Kollegs und Kollegs für Berufstätige

by admin on 11. März 2010

Warum sollte man ein Kolleg besuchen?
Viele berufsbildende höhere Schulen bieten für die Absolventen als Alternative zusätzlich ein Kolleg an. In einem Kolleg werden fachtheoretische sowie praktische Ausbildungsmöglichkeiten geboten. Man kann das Kolleg ab einem Alter von 18 Jahren besuchen. Es dauerte zwei Jahre, sprich vier Semester lang oder es kann auch auf sechs Semester ausgedehnt werden, wenn es am Abend besucht wird. Um ein Kolleg besuchen zu dürfen, muss man eine absolvierte Maturaprüfung vorweisen können. Alternativ dazu gilt es auch, die Studienberechtigungsprüfung vorzuzeigen.

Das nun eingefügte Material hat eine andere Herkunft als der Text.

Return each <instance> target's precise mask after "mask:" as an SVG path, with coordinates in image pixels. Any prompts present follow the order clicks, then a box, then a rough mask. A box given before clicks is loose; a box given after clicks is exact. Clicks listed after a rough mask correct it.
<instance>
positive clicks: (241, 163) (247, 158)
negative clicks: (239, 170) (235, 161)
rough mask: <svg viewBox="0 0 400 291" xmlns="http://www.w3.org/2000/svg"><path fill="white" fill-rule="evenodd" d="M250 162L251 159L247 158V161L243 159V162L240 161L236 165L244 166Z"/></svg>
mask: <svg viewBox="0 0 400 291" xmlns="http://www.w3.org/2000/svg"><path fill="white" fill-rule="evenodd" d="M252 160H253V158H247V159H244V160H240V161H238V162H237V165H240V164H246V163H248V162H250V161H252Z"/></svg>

Welchen Abschluss hat man mit einem Kolleg?

Absolviert man ein Kolleg erfolgreich, so muss man sich am Ende der Semester einer Diplomprüfungsprüfung stellen. Nach mehrjähriger Verwendung kann man als Absolvent den Titel Ingenieur beantragen. Ist man berufstätig, so kann man ebenfalls ein Kolleg besuchen – je nachdem, für welchen Ausbildungsschwerpunkt man sich interessiert, bieten sich diverse Möglichkeiten an. Bei Handelsakademien gibt es zwei Optionen: einerseits wird das Kolleg für Berufstätige Leute angeboten, andererseits gibt es Sonderformen für jene Leute, die einen Beruf nachgehen. Somit hat man die Wahl zwischen Diplomprüfung, Reifeprüfung, Abschlussprüfung und einer Kombination aus Reife und Diplomprüfung.


Neue Form des Lehrganges: Kolleg

Grundsätzlich bezeichnet einen Kolleg eine Gemeinschaft akademischer Grade. Je nach Land, werden die Kollegs unterschiedlich geführt. In Amerika versteht man unter Kolleg so etwas wie eine Universitätsfakultät. Grundsätzlich ist diese Einrichtung für die Erwachsenenbildung vorgesehen.

In manchen Fällen wird es bei der Aufnahme in ein Kolleg auch akzeptiert, wenn man mehrere Jahre über einen Familienhaushalt geführt hat oder eine längere Zeit arbeitslos war. Auch dann, wenn man mehrere Jahre über beruflich tätig war, wird man ihn ein Kolleg aufgenommen. Im ersten Semester wird das Grundwissen gefestigt. Manche Kollegs bieten Kurse an, um das Fachwissen neu aufzufrischen. Die wenigsten Kollegs verlangen einen Aufnahmetest. Was den Lehrplan betrifft, orientiert sich ein Kolleg in den meisten Fällen an dem Stoff eines Gymnasiums. Dabei sind die Fächer oft nicht so umfassend.